Interestingly, we observed decreasing peak thrombin generation potential and AUC of thrombin generation potential with increasing serum creatinine in univariate analyses. Furthermore, the association between AUC of thrombin generation potential and serum creatinine remained significant after adjustment for covariates in multivariate regression analysis, suggesting that thrombin generation potential decreases with worsening renal function. Thus, the increased bleeding risk in chronic kidney disease may be partially due to impaired thrombin generation [41, 42].

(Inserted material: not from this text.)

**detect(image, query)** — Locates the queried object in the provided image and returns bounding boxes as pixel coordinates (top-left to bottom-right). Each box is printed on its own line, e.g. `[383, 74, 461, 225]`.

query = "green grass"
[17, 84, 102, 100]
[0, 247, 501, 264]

Our observation that platelet count and hsCRP were only associated with peak thrombin generation potential, and BMI and serum creatinine were only associated with AUC of thrombin generation potential after multivariate linear regression analyses may be explained by the underlying conditions: While platelet count and hsCRP can be considered as acute phase parameters reflecting inflammation, obesity and renal insufficiency are chronic comorbidities.

Limitations

A limitation of our study is the lack of clinical outcome data. Moreover, we did not include matched patients without percutaneous intervention and we did not assess thrombin generation potential prior to angioplasty and stenting. Therefore, we cannot exclude an influence of the angioplasty procedure on thrombin generation potential. However, since angioplasty was performed in all patients and thrombin generation potential was assessed 1 day after the percutaneous intervention in all patients, it is unlikely that the angioplasty procedure affected the association between impaired glucose metabolism and thrombin generation potential.

Conclusion

Impaired glucose metabolism is associated with increased thrombin generation potential in patients undergoing angioplasty and stenting for cardiovascular disease. Further studies are warranted to reveal potential clinical implications of these findings and to investigate if antidiabetic therapy decreases thrombin generation potential.